If you prefer not to rent to college students or grad-school students, you can target your home search to areas where young people live before they are ready to become homeowners. Depending on your area, this could be near public transportation, nightlife or both.
Buyers who prefer a single-family home should try to find a home in a school district that appeals to families, yet also has a good location near transportation, recreational amenities and shops.
Renters often want to share their property to keep costs low, so if you can afford a two- or three-bedroom place with at least two bathrooms, you may find it easier to attract roommates who will split the rent. Families, too, usually want at least two or three bedrooms.
While rental markets adjust along with the rest of the real estate market, you should look into current rents in an area where you want to live to see how they compare to purchase prices. If rents are extremely low, you may find it hard to charge enough rent to cover your mortgage; but if rents are high, you could actually profit from becoming a landlord in the future.
Disadvantages of Owning Rental Property
While your goal initially is to live in your home, you should consider the pros and cons of becoming a landlord in the future.
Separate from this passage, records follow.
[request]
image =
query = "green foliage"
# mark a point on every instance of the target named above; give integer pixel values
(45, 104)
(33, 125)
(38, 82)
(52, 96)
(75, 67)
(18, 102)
For example, some of the potential hazards include a gap between tenants, which could be lengthy if there are more rentals than demand in the area. Even if you have tenants, you could have problems with their damaging your property or not paying the rent on time.
As the landlord, you are responsible for repairs and maintenance, even if you live out of the area, so you may want to consider hiring a property management company to help you screen tenants and keep your home in good condition, especially if you plan to sell it someday.
While planning to be a landlord may not be the perfect solution, it could be an option that will make your rent vs. buy decision a little easier.